Download Free Galilee Through The Centuries Book in PDF and EPUB Free Download. You can read online Galilee Through The Centuries and write the review.

This volume presents the papers given at the Second International Conference on Galilee in Antiquity held at Duke University and the North Carolina Museum of Art in 1997. The goal of the conference was to examine the significance of Galilee and its rich and diverse culture through an extended period of time. Several of the papers have been revised since the conference and in light of continuing discussion. Furthermore, three new papers have been added to the collection, for a total of 25 contributions.
This dissertation argues against the widespread belief among current scholars that Galilee experienced extensive Hellenization, rapid urbanization, and a socio-economic crisis in the first-century C.E. as a result of major socio-economic changes initiated by Herod the Great and his successors. My research indicates that earlier studies allowed the textual evidence to have an undue influence on the way that scholars interpret the archaeological evidence, and vice-versa. Unlike previous studies on Early Roman Galilee, the dissertation begins by attempting to interpret each source for the region individually and without recourse to other sources. After establishing what each source says on its own about Galilee, the dissertation analyzes the data as a whole and offers a reconstruction of Galilean society in the first-century C.E. that better reflects the available evidence. The major findings are that the region was politically stable until the Great Revolt of 66 C.E., that the region was much less Hellenized than some prominent scholars claim, that the urbanization process initiated by Herod Antipas had less of a negative immediate impact on Galilean society than modern scholars usually assume, and that Galilee was not experiencing any unusual or severe socio-economic problems prior to the revolt.

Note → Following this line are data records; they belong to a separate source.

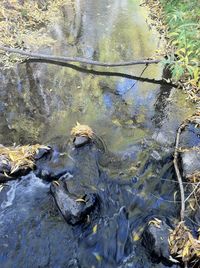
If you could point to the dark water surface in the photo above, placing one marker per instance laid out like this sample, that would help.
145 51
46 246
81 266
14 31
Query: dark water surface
41 102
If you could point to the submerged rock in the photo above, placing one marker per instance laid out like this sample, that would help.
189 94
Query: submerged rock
73 209
80 141
190 162
155 240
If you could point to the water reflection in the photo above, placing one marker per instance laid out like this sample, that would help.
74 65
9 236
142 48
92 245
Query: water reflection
40 102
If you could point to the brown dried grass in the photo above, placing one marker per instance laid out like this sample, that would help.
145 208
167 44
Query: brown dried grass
20 157
82 130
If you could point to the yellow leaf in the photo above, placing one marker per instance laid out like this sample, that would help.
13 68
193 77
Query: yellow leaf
94 229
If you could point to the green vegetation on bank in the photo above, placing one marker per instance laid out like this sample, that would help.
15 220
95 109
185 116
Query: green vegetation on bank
182 18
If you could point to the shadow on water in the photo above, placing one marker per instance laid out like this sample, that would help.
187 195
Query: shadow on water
40 102
107 73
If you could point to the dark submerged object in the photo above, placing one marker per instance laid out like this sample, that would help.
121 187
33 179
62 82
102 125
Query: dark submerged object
155 240
73 209
73 193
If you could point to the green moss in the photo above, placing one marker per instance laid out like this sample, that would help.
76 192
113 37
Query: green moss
182 18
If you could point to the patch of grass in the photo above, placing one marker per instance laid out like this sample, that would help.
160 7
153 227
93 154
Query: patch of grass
19 157
182 18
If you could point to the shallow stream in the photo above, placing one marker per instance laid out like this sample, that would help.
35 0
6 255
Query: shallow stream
136 117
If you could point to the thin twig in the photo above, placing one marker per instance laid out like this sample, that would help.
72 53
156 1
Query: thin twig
77 59
178 174
192 191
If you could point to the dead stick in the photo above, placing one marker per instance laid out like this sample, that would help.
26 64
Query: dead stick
79 60
178 174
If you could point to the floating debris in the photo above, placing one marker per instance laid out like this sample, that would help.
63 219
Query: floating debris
183 245
82 130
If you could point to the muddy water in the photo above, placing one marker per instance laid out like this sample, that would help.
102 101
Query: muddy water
136 117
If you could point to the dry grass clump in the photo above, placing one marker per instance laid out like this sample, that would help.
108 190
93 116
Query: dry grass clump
82 130
19 157
183 245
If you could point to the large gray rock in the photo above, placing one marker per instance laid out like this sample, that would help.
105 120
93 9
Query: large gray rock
190 162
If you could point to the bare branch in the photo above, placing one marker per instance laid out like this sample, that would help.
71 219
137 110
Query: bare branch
76 59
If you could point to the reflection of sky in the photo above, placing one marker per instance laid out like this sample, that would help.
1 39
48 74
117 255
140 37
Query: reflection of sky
108 100
131 89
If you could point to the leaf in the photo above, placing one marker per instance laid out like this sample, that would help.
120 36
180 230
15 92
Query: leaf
94 229
80 200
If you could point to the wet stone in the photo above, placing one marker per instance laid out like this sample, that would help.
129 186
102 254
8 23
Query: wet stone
74 210
155 240
80 141
190 162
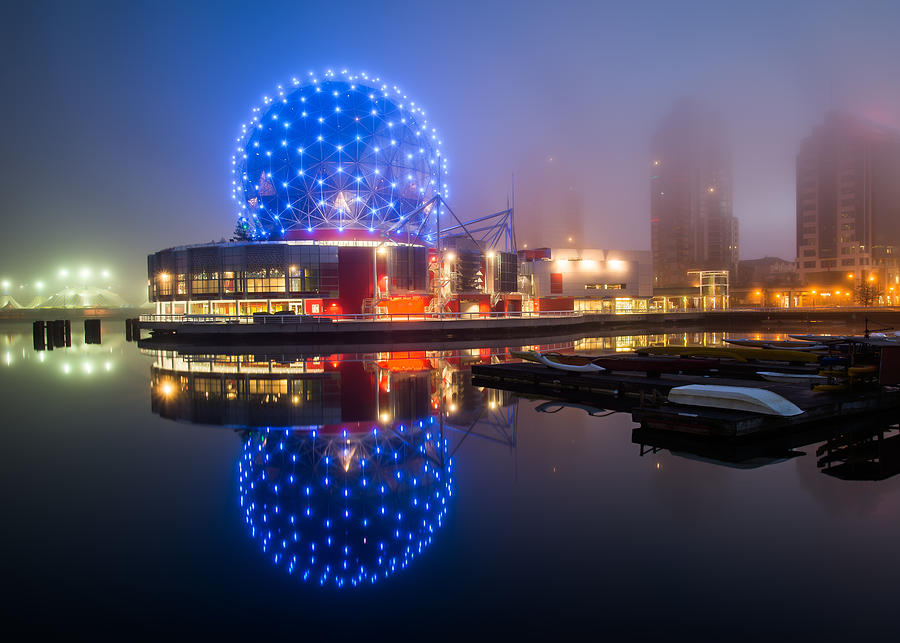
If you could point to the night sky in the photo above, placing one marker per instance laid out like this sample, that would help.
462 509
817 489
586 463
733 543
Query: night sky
120 118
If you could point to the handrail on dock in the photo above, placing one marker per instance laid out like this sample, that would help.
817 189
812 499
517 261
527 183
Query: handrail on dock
325 318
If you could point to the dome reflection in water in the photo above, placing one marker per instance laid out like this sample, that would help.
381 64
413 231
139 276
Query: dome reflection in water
348 507
345 466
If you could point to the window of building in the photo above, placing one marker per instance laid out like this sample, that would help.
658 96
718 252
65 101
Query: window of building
265 280
555 283
205 283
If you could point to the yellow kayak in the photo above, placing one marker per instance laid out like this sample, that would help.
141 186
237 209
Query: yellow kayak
733 352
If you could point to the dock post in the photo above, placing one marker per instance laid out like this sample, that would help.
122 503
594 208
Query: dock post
91 331
38 332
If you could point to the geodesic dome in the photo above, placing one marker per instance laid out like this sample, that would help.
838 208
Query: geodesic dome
344 509
337 152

Who were the Galileans? What was their background? Were they descendants of ancient northern Israelites? When had they come under Jerusalem rule? What precipitated resistance movements in the area?
Explores how Mary has been represented in theology, art, music, and literature throughout the ages
In eighteenth-century Palestine, on the shores of Galilee’s Lake Tiberias, visionary political and military leader Dahir al-Umar al-Zaydani undertakes a journey toward the greatest aim anyone could hope to achieve in his day: the establishment of an autonomous Arab state. To do so he must challenge the rule of the greatest power in the world at the time—the Ottoman Empire—while translating the ideals of human dignity, justice, and religious tolerance into concrete daily realities. In this compelling story of love and loss, victory and defeat, loyalty and betrayal, award-winning poet and novelist Ibrahim Nasrallah, author of the Arabic Booker shortlisted Time of White Horses, once again brings Palestinian history alive with a set of characters and events both real and imagined to capture the essence of a rich and dramatic epoch in the turbulent annals of a land that has been fought over for millennia.
Essential reading for anyone interested in the historical Jesus debate, this volume offers a comprehensive and balanced account of research into the person of Jesus.
Combining New Testament study with the terseness of thriller writing, Theissen conveys the Gospel story in the imaginative prose of a novel. This is a story of our times, or how the gospels might have turned out if they were written by John Le Carre: racy, readable and full of incident.
The Myth of a Gentile Galilee is the most thorough synthesis to date of archaeological and literary evidence relating to the population of Galilee in the first-century CE. The book demonstrates that, contrary to the perceptions of many New Testament scholars, the overwhelming majority of first-century Galileans were Jews. Utilizing the gospels, the writings of Josephus, and published archaeological excavation reports, Mark A. Chancey traces the historical development of the region's population and examines in detail specific cities and villages, finding ample indications of Jewish inhabitants and virtually none for gentiles. He argues that any New Testament scholarship that attempts to contextualize the Historical Jesus or the Jesus movement in Galilee must acknowledge and pay due attention to the region's predominantly Jewish milieu. This accessible book will be of interest to New Testament scholars as well as scholars of Judaica, Syro-Palestinian archaeology, and the Roman Near East.
"This book is a revised and expanded version of [the author's] Ph.D. dissertation in archaeology (... 2004)"--P. vi.